Does your company rely solely on survey data to gauge the customer experience? Download our whitepaper to learn the difference between customer experience and customer feedback. 


Customers contact your company because they experience an issue with your brand. This could be related to a product, service, or digital experience. Regardless, the customer experience didn’t go as expected. Most companies resolve these broken experiences with speed and professionalism, satisfying the customer who in turn gives a high score on a survey. When the high survey scores are reported to business functions and executives, everyone celebrates and congratulates one another. Why wouldn’t they? Customers are seemingly very content with their experience.

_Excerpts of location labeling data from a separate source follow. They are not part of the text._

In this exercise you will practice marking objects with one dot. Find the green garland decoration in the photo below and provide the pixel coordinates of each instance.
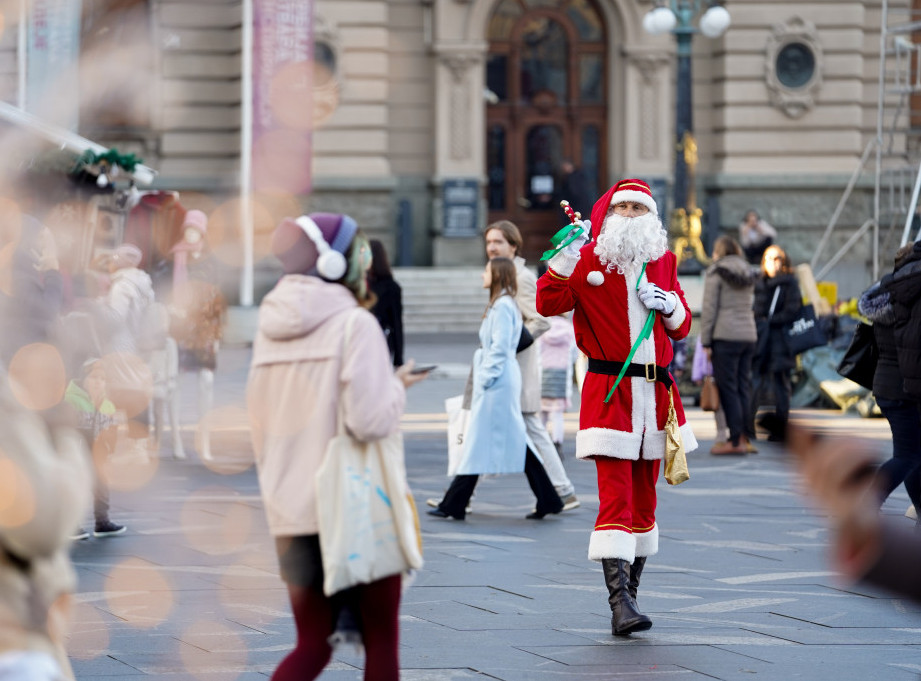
(111, 157)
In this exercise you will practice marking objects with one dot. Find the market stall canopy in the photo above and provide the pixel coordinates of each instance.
(141, 174)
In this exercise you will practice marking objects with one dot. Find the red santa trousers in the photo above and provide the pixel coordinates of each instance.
(626, 524)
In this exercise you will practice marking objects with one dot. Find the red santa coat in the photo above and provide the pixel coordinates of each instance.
(608, 319)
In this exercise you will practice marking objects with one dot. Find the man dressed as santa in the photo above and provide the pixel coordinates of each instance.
(615, 284)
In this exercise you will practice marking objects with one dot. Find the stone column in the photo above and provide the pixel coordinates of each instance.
(459, 143)
(648, 113)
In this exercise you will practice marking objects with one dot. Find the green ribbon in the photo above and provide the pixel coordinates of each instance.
(644, 334)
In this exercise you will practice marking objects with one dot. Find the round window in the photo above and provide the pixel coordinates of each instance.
(795, 65)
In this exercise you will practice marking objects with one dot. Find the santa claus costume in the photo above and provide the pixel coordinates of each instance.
(613, 284)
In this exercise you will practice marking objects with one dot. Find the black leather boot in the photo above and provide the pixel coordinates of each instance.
(626, 617)
(635, 571)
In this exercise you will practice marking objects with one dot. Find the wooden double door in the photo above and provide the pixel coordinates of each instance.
(546, 78)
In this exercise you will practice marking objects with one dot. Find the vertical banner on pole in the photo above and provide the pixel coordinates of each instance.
(52, 54)
(282, 103)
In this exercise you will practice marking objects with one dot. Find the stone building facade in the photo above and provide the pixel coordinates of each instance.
(417, 138)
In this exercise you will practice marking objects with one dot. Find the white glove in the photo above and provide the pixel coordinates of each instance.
(655, 298)
(581, 240)
(564, 262)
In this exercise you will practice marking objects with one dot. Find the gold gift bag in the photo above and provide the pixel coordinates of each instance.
(676, 463)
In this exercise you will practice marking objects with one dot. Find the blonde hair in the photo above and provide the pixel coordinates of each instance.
(785, 266)
(510, 231)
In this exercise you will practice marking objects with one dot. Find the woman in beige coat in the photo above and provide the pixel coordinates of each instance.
(45, 484)
(303, 375)
(728, 335)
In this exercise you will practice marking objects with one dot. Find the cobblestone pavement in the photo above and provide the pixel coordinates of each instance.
(740, 588)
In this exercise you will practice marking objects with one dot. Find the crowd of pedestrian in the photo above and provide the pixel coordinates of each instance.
(329, 370)
(76, 383)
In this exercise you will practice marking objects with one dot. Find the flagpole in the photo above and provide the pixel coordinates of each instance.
(246, 156)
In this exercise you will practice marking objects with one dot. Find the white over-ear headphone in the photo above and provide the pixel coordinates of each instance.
(330, 264)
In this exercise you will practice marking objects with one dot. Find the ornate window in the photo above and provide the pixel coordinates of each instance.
(793, 66)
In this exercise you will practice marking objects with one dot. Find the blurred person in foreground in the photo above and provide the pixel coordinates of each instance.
(44, 488)
(624, 289)
(121, 328)
(301, 378)
(389, 306)
(728, 335)
(901, 409)
(777, 303)
(839, 475)
(755, 235)
(97, 422)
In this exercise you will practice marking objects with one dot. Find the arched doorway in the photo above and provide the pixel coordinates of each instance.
(546, 80)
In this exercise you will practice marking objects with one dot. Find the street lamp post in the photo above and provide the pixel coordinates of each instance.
(676, 16)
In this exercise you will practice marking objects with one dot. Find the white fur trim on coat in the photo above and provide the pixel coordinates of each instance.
(564, 263)
(612, 544)
(678, 316)
(620, 445)
(647, 543)
(608, 442)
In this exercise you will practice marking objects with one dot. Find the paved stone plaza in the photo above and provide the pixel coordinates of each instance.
(740, 588)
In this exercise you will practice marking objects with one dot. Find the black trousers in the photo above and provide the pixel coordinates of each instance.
(732, 371)
(779, 383)
(548, 501)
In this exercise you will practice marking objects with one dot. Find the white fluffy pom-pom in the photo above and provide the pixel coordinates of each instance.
(595, 278)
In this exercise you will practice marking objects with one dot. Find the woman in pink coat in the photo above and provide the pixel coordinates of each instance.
(304, 373)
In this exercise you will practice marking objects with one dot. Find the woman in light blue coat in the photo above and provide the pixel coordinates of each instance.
(496, 441)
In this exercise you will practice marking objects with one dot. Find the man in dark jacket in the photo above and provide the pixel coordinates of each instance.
(904, 288)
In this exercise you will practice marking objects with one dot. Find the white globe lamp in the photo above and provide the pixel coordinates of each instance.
(659, 20)
(715, 21)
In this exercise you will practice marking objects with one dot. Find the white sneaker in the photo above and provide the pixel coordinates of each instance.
(570, 502)
(435, 502)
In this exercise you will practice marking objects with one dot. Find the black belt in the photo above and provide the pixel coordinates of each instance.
(651, 371)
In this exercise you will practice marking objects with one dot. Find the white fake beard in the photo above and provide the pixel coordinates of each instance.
(626, 243)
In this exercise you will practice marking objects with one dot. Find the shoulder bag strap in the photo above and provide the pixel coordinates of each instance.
(346, 338)
(774, 302)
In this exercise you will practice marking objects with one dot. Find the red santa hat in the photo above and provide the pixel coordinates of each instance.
(634, 190)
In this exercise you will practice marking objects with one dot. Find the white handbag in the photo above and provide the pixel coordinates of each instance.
(458, 422)
(368, 525)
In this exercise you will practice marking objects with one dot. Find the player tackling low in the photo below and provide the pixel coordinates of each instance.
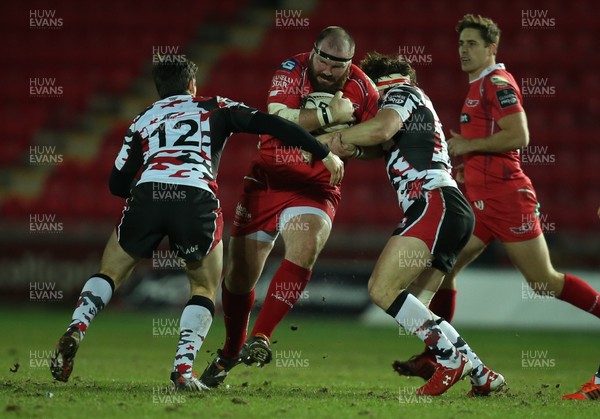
(437, 223)
(288, 195)
(177, 142)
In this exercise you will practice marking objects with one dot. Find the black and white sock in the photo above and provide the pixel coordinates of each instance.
(478, 373)
(193, 327)
(414, 317)
(95, 295)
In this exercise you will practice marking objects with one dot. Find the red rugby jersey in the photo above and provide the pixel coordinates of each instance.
(290, 86)
(492, 96)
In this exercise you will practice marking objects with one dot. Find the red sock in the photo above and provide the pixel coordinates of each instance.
(579, 293)
(444, 303)
(285, 289)
(236, 310)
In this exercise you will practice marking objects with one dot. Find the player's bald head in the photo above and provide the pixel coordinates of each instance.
(337, 41)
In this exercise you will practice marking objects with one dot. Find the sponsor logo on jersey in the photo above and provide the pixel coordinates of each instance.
(288, 65)
(397, 98)
(499, 80)
(524, 228)
(507, 97)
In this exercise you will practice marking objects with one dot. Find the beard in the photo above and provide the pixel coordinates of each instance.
(331, 85)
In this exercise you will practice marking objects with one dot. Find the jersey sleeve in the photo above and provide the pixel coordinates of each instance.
(502, 95)
(286, 84)
(130, 157)
(244, 119)
(403, 100)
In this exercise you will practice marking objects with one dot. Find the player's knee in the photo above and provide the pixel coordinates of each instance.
(304, 256)
(375, 291)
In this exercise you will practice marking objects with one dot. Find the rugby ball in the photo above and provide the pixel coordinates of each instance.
(320, 100)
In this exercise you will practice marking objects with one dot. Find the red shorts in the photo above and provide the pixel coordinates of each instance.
(513, 217)
(263, 210)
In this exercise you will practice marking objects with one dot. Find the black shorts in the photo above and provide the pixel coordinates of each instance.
(444, 220)
(190, 217)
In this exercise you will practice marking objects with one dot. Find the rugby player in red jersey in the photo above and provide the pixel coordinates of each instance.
(286, 194)
(177, 143)
(493, 127)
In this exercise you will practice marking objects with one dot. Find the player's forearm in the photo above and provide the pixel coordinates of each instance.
(288, 132)
(371, 153)
(308, 120)
(373, 132)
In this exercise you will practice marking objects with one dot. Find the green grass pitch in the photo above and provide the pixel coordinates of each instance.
(323, 368)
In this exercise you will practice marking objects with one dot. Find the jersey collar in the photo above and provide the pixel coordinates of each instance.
(494, 67)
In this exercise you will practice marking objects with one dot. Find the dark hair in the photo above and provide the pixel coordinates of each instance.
(488, 29)
(172, 77)
(376, 65)
(338, 35)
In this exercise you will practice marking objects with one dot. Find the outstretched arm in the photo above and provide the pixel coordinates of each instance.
(514, 134)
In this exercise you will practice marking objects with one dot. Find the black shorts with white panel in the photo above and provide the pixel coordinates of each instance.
(190, 217)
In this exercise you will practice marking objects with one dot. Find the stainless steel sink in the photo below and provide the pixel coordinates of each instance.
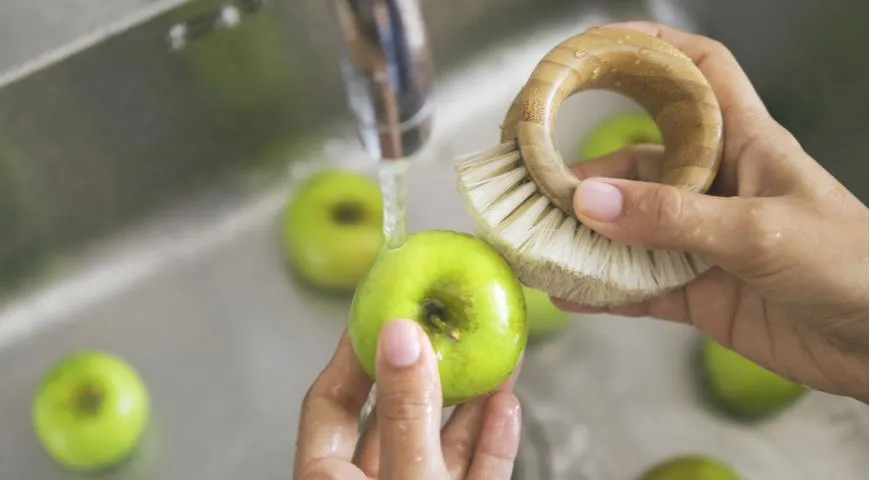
(140, 187)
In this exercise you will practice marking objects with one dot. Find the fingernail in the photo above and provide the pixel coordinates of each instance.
(400, 343)
(598, 200)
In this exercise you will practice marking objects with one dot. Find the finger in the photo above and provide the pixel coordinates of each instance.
(639, 162)
(409, 403)
(330, 469)
(329, 414)
(499, 440)
(368, 448)
(459, 436)
(724, 229)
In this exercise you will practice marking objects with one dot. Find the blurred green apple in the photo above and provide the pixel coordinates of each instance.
(333, 228)
(90, 410)
(542, 316)
(690, 467)
(741, 387)
(618, 132)
(464, 295)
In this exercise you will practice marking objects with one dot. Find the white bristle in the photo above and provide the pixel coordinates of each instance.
(554, 251)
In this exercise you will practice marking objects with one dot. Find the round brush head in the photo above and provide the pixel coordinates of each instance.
(520, 191)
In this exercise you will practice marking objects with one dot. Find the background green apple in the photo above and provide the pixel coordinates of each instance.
(333, 228)
(618, 132)
(741, 387)
(690, 467)
(542, 316)
(464, 295)
(90, 410)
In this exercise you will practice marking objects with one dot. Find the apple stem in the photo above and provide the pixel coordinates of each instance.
(441, 325)
(433, 313)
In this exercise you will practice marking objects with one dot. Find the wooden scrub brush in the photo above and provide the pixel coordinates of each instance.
(520, 192)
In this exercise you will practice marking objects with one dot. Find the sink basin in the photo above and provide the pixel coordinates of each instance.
(139, 194)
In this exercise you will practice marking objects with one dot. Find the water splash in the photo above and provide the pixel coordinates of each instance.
(393, 175)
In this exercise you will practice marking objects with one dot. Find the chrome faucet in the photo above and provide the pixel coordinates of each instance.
(387, 73)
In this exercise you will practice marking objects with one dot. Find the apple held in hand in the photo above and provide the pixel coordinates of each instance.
(542, 316)
(90, 410)
(690, 467)
(333, 228)
(464, 295)
(741, 387)
(619, 132)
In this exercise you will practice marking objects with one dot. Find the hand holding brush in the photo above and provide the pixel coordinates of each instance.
(788, 244)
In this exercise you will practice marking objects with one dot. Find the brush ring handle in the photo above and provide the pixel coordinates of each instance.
(642, 67)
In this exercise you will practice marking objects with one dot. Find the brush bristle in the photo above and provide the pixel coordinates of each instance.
(553, 251)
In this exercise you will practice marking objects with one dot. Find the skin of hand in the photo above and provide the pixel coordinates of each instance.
(404, 438)
(789, 243)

In reality, there continues to be customer experience issues upstream that are forcing your customers to contact you and take the survey. Although your company may be receiving high survey scores because you’ve done an excellent job solving customer issues, those survey scores may be masking more problematic customer experiences that can drive customer churn.

Topbox has analyzed customer interactions for some of the largest brands in the world and found that almost half of all perfect survey scores originate from a conversation that had to do with a broken customer experience. In addition to identifying where the customer experience went wrong, Topbox can pinpoint what ultimately drove the customer to become satisfied and submit a high survey score.

Surveys are a legacy way of understanding your customers and should only be used as loose directional data. They rarely provide enough context and aren’t always a good representation of your customer base. Rather than ask questions, you should learn to infer what customers are feeling during every customer interaction. If you have an issue with your friend or spouse do you ask them to take a survey so you can better understand them? No, you communicate and learn about one another through dialogue. Companies should be treating their customers in the same way. With a solution like Topbox, you can not only analyze the sentiment of an entire conversation but infer what topics and phrases are driving that sentiment. Conversations go through a rollercoaster of highs and lows and can’t be tied to a single score.

Companies should be analyzing interactions across every touchpoint that customers engage businesses: chat, call, social, reviews, blogs, etc. Surveys can’t be used at every customer interaction, so inferring how customers feel is extremely difficult without the right CX solution. It is not logical to expect your customers to give you feedback every time they interact with your company. For some customers, simply asking them to take a survey diminishes the experience.

Surveys were created during a time when analyzing customer conversations and actions was not possible. With capabilities like Artificial Intelligence (AI), Machine Learning (ML), and Natural Language Processing (NLP) that are accessible today, solutions like Topbox enable companies to move beyond their survey data.

While surveys can be great when used at a high level, they should never be used to make major business decisions. When your company communicates with its customers, be sure to understand the entire conversation, not just a portion of it. You’ll be amazed at how much you can learn when you listen.